By Nate Dolan

Though written over 400 years ago, Shakespeare’s Twelfth Night continues to prove its relevance today with themes that include the refugee experience and gender identity, UC Irvine professor Julia Lupton argued at her recent talk When Life is a Shipwreck: Key Passages in Shakespeare’s Twelfth Night.

Julia Lupton is a professor of English at UC Irvine. She also co-directs the New Swan Shakespeare Center and is the author or co-author of five books on Shakespeare.

The English literature scholar was hosted by UC Santa Barbara’s Interdisciplinary Humanities Center (IHC) last month. Lupton cited the play’s prominent themes of transition, exile, and crisis, along with the role of dual identity in regards to queerness and the gender spectrum. She tied these Shakespearean themes to today’s identity politics and her own life.

“There are two areas that make the play relevant to modern audiences,” Lupton said, naming “exile, refuge, and hospitality” that derive from to the play’s initial shipwreck disaster. The second is the play’s exploration of gender identity. “All of the play’s romantic leads are gender outliers in some way,” Lupton said. “Their journey through different gender identities and forms of desire have stretched these character’s expressive capacities.”

Lupton is a professor of English at UC Irvine and the interim director of the UC Humanities Research Institute, as well as a five-time author on Shakespeare. She was introduced by Susan Derwin, the director of IHC.

Twelfth Night Characters, print, Thomas Rowlandson (Metropolitan Museum of Art).

Shakespeare’s Twelfth Night begins with a shipwreck, causing twins Viola and Sebastian to both believe the other is dead and start new lives. Lupton showed the shipwreck scene from Trevor Nunn’s 1996 film adaptation of the play, explaining that it can be seen as the birth of the twins, with the splitting of the ship symbolizing the opening of the womb.

Tying the play to the modern-day issues, Lupton presented political adaptations of Twelfth Night, including one production in Miami that featured the twins as Cuban refugees, and another in modern-day India, with the twins fleeing their home due to gunfire.  On the prominence of gender exploration in the play she noted one of the female protagonists dresses up as a man in order to get a job working for the duke, and assumes the name Cesario. Comedic situations follow, but Lupton pointed out that Shakespeare’s experiments with gender ultimately confirmed convention.

“Although Twelfth Night is often praised for experimenting with gay, queer, and trans themes, everything is straightened out at the end,” Lupton said. The play’s finale wraps up with two heterosexual marriages, almost contradicting the experiments on gender identity.

She connected the ending of Twelfth Night to the 2020 miniseries We Are Who We Are, released on HBO. Although unrelated to Twelfth Night, the series parallels the play’s exploration of identity. With its shifting gender identities and evolving ideas of queerness, even the title of the series We Are Who We Are is “asking us to think beyond identities, and affirm experiment and contradiction,” Lupton said.

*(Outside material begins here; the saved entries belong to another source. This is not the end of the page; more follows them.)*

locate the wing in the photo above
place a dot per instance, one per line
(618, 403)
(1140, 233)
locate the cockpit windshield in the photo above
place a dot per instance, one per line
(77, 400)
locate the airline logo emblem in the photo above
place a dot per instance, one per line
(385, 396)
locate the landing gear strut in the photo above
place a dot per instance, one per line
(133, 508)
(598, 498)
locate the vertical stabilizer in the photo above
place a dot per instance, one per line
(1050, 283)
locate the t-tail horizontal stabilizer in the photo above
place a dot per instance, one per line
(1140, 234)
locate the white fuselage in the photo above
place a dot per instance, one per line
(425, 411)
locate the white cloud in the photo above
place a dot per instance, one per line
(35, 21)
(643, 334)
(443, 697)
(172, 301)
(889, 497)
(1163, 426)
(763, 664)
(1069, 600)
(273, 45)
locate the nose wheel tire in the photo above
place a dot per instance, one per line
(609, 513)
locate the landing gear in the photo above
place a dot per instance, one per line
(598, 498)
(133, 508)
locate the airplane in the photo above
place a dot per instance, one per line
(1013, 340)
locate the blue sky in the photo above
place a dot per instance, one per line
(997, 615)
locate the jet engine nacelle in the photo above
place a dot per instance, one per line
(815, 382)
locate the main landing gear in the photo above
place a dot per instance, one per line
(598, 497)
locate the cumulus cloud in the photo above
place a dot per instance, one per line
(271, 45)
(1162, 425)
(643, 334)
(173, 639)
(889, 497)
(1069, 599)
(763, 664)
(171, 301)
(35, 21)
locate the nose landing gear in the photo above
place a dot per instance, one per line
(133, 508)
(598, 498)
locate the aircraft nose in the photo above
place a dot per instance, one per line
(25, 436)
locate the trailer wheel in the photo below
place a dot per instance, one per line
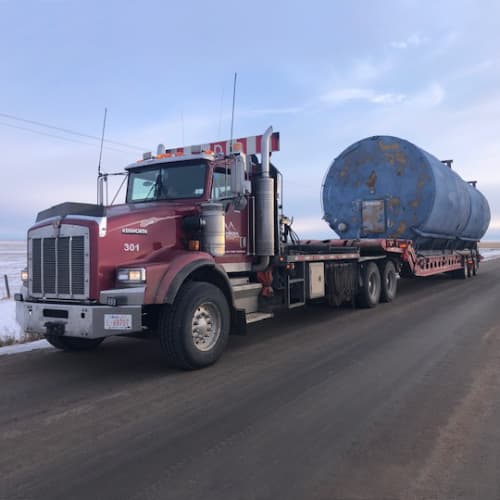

Julia Lupton was hosted by UCSB’s Interdisciplinary Humanities Center for a talk on Shakespeare’s Twelfth Night and its themes of transition, exile, and crisis, along with the role of dual identity in regards to queerness and the gender spectrum.

For Lupton, Twelfth Night is also relevant on a personal level. Not only is she an identical twin herself, but the mother of fraternal triplets — two of whom are nonbinary. “The play is very personal to me,” she said. “This play has helped me navigate their journeys, even when I'm not always a happy passenger.”

Nate Dolan is a third-year UCSB student majoring in Communication. He wrote the article for his Digital Journalism course.